Maraschio: “Queste risorse si vanno ad aggiungere agli oltre 250 milioni impegnati negli ultimi 5 anni per mettere in sicurezza il territorio dagli abbandoni di rifiuti, la bonifica di siti contaminati e per eliminare l’amianto”

Su proposta della Regione Puglia e sulla base di criteri di priorità e coerenza con quanto previsto dai fondi del PNRR è stato approvato dal MITE l’elenco dei “siti orfani” dove sono previsti interventi di bonifica e ripristino ambientale. Per la Regione Puglia sono stati individuati 6 interventi, sui 10 presentati, che coprono una superficie di circa 10 ettari complessivi localizzati rispettivamente a Brindisi – impianto di discarica RSU loc. Autigno, Lecce – Ex inceneritore RSU SASPI, Santeramo in Colle – Discarica abusiva (2 lotti), Troia – Ex Opificio I.A.O e Diso -Ex Opificio Zincherie Adriatiche. Nella seduta odierna la Giunta Regionale ha approvato l’ordine di priorità, degli interventi candidati al finanziamento a valere sulle risorse destinate alla Puglia sulla misura M2C4, investimento 3.4, del PNRR, di circa 44,5 milioni di euro (17% del fondo complessivo destinato alla Misura), per finanziare gli interventi previsti per Brindisi, Lecce e il primo lotto di Santeramo in colle.
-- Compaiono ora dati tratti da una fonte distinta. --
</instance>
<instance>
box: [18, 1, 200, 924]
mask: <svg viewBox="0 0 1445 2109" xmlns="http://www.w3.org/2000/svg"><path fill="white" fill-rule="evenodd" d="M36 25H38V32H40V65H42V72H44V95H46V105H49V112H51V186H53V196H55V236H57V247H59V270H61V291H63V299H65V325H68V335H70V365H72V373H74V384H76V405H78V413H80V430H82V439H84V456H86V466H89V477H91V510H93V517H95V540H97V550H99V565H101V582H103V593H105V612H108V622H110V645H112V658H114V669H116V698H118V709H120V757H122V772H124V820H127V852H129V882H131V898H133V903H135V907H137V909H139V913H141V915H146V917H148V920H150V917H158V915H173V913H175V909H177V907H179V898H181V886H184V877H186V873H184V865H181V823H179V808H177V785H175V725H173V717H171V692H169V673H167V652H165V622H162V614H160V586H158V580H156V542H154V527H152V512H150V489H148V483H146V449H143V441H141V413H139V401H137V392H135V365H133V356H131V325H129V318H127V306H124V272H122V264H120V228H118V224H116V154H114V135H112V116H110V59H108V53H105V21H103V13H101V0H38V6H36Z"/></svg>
“Il PNRR rappresenta una grande opportunità per il nostro territorio utile per intervenire su importanti problemi ambientali aperti da molto tempo ormai” dichiara l’assessora all’Ambiente, Territorio e Urbanistica Anna Grazia Maraschio “la messa in sicurezza dei siti da bonificare rappresenta un’azione fondamentale della mia azione politica e colgo l’occasione per ringraziare i miei uffici, che in tempi rapidi hanno fornito le proposte progettuali al MITE e per aver colto con spirito di servizio e dedizione l’importante sfida che ci aspetta per sfruttare al meglio le risorse del PNRR.”. “Queste risorse si vanno ad aggiungere agli oltre 250 milioni impegnati negli ultimi 5 anni per mettere in sicurezza il territorio dagli abbandoni di rifiuti, la bonifica di siti contaminati e per eliminare l’amianto. Il prossimo passo sarà quello di chiedere e ottenere il finanziamento degli ulteriori siti individuati nell’ambito dei Fondi PNNR per proseguire con determinazione la mia azione di riqualificazione ambientale del territorio pugliese”.